In a significant finding in the search for life beyond Earth, the science teams at The University of Texas and elsewhere have discovered what appears to be a body of liquid water the volume of the North American Great Lakes locked inside the icy shell of Jupiter’s moon Europa. The water could represent a potential habitat for life, and many more such lakes might exist throughout the shallow regions of Europa’s shell, lead author Britney Schmidt, a postdoctoral fellow at the university’s Institute for Geophysics, writes in the journal Nature.
Further increasing the potential for life, the newly discovered lake is covered by floating ice shelves that seem to be collapsing, providing a mechanism for transferring nutrients and energy between the surface and a vast ocean already inferred to exist below the thick ice shell.

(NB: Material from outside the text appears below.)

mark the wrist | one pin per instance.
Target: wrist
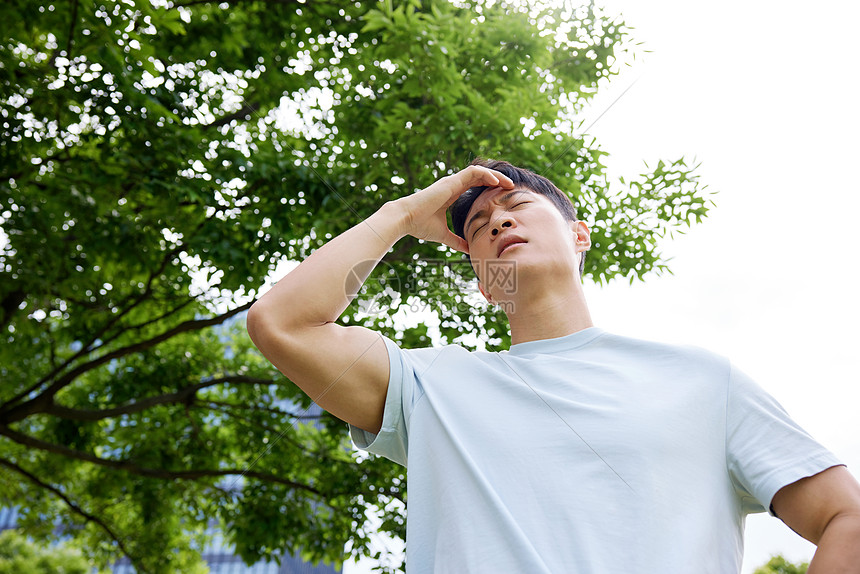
(396, 217)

“This new understanding of processes on Europa would not have been possible without the foundation of the last 20 years of observations over Earth’s ice sheets and floating ice shelves,” said Don Blankenship, a co-author and senior research scientist at the Institute for Geophysics, where he leads airborne radar studies of Earth’s ice sheets.
The large dark spot on Europa called Thera Macula above could result from warm ice rising beneath it, Schmidt told New Scientist. "We are probably witnessing active chaos formation."